Web Scraping Drupal Websites with Node.js and Puppeteer

Web Scraping Drupal Websites with Node.js and Puppeteer

In the realm of web development, we often encounter repetitive tasks that can become tedious over time. Many developers wish for efficient ways to streamline these processes, either by accelerating their execution or eliminating the need for manual repetition altogether.

One day at work, I was tasked with scanning several Drupal websites to ensure that the Twitter icon was no longer present, as the company had rebranded to X and wanted all icons updated accordingly. Initially, I started manually inspecting each website, meticulously searching through different content types and blocks to locate the Twitter icon. However, it soon occurred to me that there had to be a more efficient approach. That's when I realized the potential of creating an automated script to scan all webpages on these websites and generate a report indicating which pages did or did not contain the Twitter icon. I decided to use Puppeteer, a Node.js library, to accomplish the task. Puppeteer facilitates the automation of web page interactions, enabling actions like navigation, form submission, DOM manipulation, and screen capturing, all programmatically using JavaScript or Node.js scripts. This powerful tool streamlines the process of automating tasks that would otherwise be manual and time-consuming when working with web applications.

In this article, I will detail the step-by-step process I undertook to develop a web scraping script using Puppeteer, highlighting the valuable lessons I learned along the way.

  1. First, you'll need to download and install Node.js. Once installed, you can verify the installation by entering the following command in your terminal:
node -v
npm -v
  1. Next, create your project directory and initialize your Node.js project by running the following commands in your terminal:

    1. Open a terminal.

    2. Navigate to your project directory using cd command.

    3. Run npm init -y to initialize a new package.json file with default settings.

  2. Install the following packages:

npm i puppeteer dotenv

The provided commands will install the Puppeteer and dotenv packages. dotenv is particularly useful for managing environment variables within your project.

  1. Set up the following file structure:
/index.js
_/utils 
___/retrieveLinks.js
____/wordSearch.js
/.env
  1. Let's begin by defining an asynchronous function in index.js that calls retrieveLinks()
require("dotenv").config();
const retrieveLinks = require("./utils/retrieveLinks");

(async () => {
  const links = await retrieveLinks(`${process.env.EXAMPLE_URL}`);
  return links;
})();

In the retrieveLinks() function, we define a constant variable named links. This variable invokes retrieveLinks(), which we will create shortly. The concept is that by running this function and passing in the URL of your webpage, you will retrieve all the links from your website. The statement const retrieveLinks = require("./utils/retrieveLinks") is used in Node.js to import the retrieveLinks() function from a specific file or module located at ./utils/retrieveLinks. This approach allows you to include and use the retrieveLinks() function within your application. The require("dotenv").config() statement is used to load and parse environment variables from a .env file into the process.env object in your Node.js application. This allows you to securely store and access sensitive configuration settings without hardcoding them into your codebase.
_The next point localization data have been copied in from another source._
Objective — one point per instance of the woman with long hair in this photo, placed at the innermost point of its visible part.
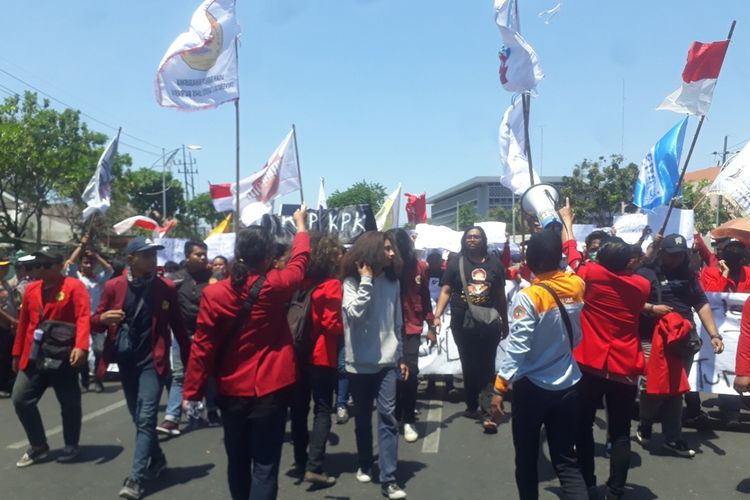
(251, 356)
(481, 283)
(374, 353)
(417, 307)
(318, 372)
  1. In your .env file, you may have a variable declared like this:
EXAMPLE_URL="https://www.example.com"
  1. Let's now transition to the retrieveLinks.js file. Here, we will begin by defining an asynchronous function that takes a URL as a parameter and logs it to the console. We'll also ensure that this function can be accessed outside of its scope by using module.exports.
async function retrieveLinks(websiteUrl) {
  console.log(websiteUrl);
}

module.exports = retrieveLinks;

You should receive the following output to console:

https://www.example.com

Let's integrate Puppeteer into our project by adding the library with the command const puppeteer = require("puppeteer"). We'll then create a headless Chrome browser instance using puppeteer.launch(). To configure the browser for non-headless mode (i.e., with a visible window), we'll include the headless: false argument. Additionally, to slow down the browser's operations for easier debugging, we'll use the slowMo: 50 argument.

  1. Here's how you can set up Puppeteer with these configurations in your Node.js project:
const puppeteer = require("puppeteer");

async function retrieveLinks(websiteUrl) {
  // Launch the browser and open a new blank page
  const browser = await puppeteer.launch({
    headless: false,
    slowMo: 50, // slow down by 250ms
  });
  const page = await browser.newPage();
  await page.setViewport({ width: 1920, height: 1080 });
  await page.goto(`${websiteUrl}`);
  await browser.close();
}

module.exports = retrieveLinks;

The page variable is used to create a new browser page. In this scenario, the page's viewport is set to a screen size of 1920 x 1080 pixels. The browser then navigates to the specified URL, and once the operations are complete, the browser instance is closed.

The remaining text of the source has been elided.